En outre, AudACE a tissé des partenariats divers comme avec le Centre de recherche en audiologie adulte (Pitié-Salpêtrière, Paris). Le rapprochement de ces deux entités vise à mieux documenter fonctionnellement certaines neuropathies auditives et plus particulièrement les troubles auditifs de patients atteints de l’ataxie de Friedreich. Cette maladie neurologique se caractérise entre autres par une fatigabilité objectivable par un épuisement des PEAp, comme l’a montré Fabrice Giraudet [3]. Une nouvelle doctorante, Marine Hauchère, tente de mieux caractériser l’audition d’enfants présentant un trouble développemental du langage sans surdité. Il s’agit là encore d’un projet collaboratif, avec le service de Génétique, les orthophonistes, et la Dr Élise Gazzano, ORL au CH d’Avignon. L’objectif de ce projet : révéler des atteintes subtiles de l’audition chez ces enfants à l’aide des produits de distorsion acoustiques hautes fréquences.

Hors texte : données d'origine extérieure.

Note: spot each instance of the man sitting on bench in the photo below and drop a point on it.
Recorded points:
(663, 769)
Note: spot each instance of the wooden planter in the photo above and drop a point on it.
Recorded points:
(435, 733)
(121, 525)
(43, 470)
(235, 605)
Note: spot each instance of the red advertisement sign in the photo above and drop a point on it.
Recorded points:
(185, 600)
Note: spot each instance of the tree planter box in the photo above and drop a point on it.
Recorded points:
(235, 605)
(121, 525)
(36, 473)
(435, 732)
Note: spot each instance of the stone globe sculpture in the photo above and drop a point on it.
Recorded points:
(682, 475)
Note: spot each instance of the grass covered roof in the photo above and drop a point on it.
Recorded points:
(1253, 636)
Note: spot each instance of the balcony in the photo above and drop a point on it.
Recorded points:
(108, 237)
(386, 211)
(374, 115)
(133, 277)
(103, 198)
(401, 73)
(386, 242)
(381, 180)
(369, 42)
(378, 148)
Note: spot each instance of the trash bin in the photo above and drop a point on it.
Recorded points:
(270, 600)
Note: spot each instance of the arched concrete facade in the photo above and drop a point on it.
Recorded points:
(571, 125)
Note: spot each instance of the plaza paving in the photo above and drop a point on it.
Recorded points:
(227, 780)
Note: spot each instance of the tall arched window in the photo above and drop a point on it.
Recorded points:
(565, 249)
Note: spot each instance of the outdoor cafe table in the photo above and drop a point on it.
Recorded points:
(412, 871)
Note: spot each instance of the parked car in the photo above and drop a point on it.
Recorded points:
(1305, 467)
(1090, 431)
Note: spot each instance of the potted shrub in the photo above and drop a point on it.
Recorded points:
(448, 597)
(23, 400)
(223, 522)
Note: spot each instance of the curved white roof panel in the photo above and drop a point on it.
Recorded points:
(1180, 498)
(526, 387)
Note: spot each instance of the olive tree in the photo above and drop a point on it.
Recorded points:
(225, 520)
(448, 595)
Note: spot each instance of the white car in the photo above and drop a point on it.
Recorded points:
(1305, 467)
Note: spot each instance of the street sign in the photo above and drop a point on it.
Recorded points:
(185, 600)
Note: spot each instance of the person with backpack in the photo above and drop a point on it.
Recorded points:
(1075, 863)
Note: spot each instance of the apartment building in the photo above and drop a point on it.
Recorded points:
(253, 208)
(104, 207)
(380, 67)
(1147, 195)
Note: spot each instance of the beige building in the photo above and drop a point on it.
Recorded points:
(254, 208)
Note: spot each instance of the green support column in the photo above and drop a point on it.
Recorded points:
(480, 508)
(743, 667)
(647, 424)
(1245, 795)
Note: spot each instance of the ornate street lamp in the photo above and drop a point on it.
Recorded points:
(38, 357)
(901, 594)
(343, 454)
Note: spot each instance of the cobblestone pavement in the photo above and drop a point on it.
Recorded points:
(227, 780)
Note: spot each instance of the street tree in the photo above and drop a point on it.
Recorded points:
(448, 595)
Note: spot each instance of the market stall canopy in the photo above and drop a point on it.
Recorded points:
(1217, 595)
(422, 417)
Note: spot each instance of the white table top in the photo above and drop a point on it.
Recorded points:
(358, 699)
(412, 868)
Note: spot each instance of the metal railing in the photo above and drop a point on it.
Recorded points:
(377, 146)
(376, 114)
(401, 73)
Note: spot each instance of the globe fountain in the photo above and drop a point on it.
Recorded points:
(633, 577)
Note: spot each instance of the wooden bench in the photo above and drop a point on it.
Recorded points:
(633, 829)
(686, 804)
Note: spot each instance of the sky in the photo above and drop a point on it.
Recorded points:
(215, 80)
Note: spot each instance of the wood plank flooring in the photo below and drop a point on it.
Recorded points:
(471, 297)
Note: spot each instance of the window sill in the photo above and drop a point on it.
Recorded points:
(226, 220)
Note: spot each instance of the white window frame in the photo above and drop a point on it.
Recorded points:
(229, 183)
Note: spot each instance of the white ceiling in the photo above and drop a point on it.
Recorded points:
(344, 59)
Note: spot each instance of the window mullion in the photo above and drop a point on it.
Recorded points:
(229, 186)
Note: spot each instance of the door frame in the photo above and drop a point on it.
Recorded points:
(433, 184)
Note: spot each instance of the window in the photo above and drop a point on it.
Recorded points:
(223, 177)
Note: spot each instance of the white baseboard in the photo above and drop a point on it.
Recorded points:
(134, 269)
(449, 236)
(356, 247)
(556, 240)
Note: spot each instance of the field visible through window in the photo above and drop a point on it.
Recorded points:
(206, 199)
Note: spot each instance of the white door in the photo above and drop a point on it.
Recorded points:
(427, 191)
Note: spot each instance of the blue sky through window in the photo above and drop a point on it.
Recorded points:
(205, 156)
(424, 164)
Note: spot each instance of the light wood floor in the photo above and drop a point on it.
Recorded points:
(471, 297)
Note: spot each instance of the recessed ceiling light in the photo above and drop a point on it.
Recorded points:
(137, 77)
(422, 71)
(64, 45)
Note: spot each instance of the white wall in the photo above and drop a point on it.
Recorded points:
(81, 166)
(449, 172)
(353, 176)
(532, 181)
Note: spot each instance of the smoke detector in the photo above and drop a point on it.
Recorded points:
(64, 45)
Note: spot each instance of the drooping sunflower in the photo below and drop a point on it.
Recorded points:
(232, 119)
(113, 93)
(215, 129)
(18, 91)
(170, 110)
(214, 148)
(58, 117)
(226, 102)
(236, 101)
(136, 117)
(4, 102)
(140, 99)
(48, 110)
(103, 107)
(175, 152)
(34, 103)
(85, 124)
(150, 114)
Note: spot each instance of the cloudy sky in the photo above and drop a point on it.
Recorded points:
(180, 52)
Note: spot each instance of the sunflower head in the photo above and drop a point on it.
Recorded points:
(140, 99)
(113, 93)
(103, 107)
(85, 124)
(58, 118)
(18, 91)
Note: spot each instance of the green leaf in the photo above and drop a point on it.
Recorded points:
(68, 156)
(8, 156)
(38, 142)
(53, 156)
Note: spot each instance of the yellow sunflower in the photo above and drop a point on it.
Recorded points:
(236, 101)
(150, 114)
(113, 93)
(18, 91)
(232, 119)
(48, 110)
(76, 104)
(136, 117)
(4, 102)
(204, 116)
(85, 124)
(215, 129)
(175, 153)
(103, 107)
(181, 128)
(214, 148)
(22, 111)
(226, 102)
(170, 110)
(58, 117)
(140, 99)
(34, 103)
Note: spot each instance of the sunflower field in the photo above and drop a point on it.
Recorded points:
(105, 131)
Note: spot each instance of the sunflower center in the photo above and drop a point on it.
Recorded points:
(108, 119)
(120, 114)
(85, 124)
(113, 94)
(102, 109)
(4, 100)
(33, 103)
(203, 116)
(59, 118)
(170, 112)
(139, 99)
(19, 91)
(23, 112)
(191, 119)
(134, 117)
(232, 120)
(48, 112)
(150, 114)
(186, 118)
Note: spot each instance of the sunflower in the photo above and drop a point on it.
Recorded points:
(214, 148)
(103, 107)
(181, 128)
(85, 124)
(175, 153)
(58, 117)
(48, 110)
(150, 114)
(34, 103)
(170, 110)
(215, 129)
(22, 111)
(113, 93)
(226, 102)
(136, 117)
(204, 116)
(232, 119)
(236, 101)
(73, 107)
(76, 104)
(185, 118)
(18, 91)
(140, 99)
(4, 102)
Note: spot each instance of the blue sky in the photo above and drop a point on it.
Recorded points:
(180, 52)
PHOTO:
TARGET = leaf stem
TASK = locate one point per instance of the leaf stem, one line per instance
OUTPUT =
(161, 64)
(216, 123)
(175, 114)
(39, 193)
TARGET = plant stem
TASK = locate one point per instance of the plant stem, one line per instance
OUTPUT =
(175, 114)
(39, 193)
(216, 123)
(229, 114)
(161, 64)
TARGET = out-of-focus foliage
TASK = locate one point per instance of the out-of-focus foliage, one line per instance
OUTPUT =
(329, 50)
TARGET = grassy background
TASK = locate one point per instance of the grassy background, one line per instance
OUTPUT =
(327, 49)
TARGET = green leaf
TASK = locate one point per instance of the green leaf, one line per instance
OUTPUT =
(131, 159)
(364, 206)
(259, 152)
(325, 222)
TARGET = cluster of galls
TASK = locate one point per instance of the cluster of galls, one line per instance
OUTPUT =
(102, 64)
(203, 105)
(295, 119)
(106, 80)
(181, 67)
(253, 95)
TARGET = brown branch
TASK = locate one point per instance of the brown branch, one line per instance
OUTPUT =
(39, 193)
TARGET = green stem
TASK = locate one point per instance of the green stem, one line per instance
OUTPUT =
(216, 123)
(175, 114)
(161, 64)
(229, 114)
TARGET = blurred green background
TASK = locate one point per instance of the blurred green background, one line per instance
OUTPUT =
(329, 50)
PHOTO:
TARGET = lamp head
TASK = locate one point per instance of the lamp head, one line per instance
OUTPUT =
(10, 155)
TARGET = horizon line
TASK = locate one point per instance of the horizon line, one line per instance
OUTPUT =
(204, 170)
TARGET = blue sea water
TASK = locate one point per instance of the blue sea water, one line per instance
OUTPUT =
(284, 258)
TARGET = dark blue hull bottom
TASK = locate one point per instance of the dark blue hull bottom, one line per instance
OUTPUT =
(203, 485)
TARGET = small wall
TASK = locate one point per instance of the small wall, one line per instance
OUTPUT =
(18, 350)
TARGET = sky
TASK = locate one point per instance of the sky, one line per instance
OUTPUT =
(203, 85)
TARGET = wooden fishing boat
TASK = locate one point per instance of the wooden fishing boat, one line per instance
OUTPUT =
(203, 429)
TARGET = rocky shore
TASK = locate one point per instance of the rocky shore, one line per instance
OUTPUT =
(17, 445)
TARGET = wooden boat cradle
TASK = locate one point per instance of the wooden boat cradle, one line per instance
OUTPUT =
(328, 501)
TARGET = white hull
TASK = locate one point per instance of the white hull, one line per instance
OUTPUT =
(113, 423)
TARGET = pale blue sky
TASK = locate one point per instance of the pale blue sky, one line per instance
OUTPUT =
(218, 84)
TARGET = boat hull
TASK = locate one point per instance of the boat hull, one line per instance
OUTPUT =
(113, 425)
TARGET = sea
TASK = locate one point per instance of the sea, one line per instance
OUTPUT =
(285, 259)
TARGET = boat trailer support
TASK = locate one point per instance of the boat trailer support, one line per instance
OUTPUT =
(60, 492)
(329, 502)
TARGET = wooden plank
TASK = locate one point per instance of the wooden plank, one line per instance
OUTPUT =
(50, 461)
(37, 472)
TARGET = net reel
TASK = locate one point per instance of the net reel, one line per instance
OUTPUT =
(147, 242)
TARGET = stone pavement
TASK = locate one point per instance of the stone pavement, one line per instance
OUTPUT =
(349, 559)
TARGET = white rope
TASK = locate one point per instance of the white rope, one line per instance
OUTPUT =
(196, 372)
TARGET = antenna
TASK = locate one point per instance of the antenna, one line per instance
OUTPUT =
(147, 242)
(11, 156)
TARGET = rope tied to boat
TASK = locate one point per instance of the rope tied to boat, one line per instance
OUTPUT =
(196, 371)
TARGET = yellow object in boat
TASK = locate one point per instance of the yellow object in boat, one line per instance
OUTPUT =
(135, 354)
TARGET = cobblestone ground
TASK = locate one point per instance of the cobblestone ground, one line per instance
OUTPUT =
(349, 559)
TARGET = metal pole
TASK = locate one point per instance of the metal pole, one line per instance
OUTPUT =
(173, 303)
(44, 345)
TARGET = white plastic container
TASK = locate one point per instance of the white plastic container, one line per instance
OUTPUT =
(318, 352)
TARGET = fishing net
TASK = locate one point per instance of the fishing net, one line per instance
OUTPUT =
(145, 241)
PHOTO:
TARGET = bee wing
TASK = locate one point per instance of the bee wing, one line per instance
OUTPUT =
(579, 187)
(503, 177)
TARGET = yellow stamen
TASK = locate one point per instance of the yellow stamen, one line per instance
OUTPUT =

Comme pour la clinique, AudACE semble parfois s’éloigner de l'audiologie dans le cadre de ses projets précliniques. En effet, Guillaume Sabourin, dans son projet doctoral, traque des troubles neuronaux subtils silencieux, « invisibles à l’audiogramme », qui pourraient apparaître dans le contexte du diabète ou des traitements de chimiothérapie avec l’oxaliplatine.
Forte de cette expérience dans le domaine de l’électrophysiologie, la plate-forme AudACE bénéficie d’une expertise et d’un savoir-faire sur lesquels l’université aimerait désormais capitaliser... AudACE est en mesure de nouer des partenariats avec des industriels. mais si la valorisation de la recherche tend de plus en plus à se développer, il n’est pas aisé pour un directeur de recherche de se transformer du jour au lendemain en entrepreneur.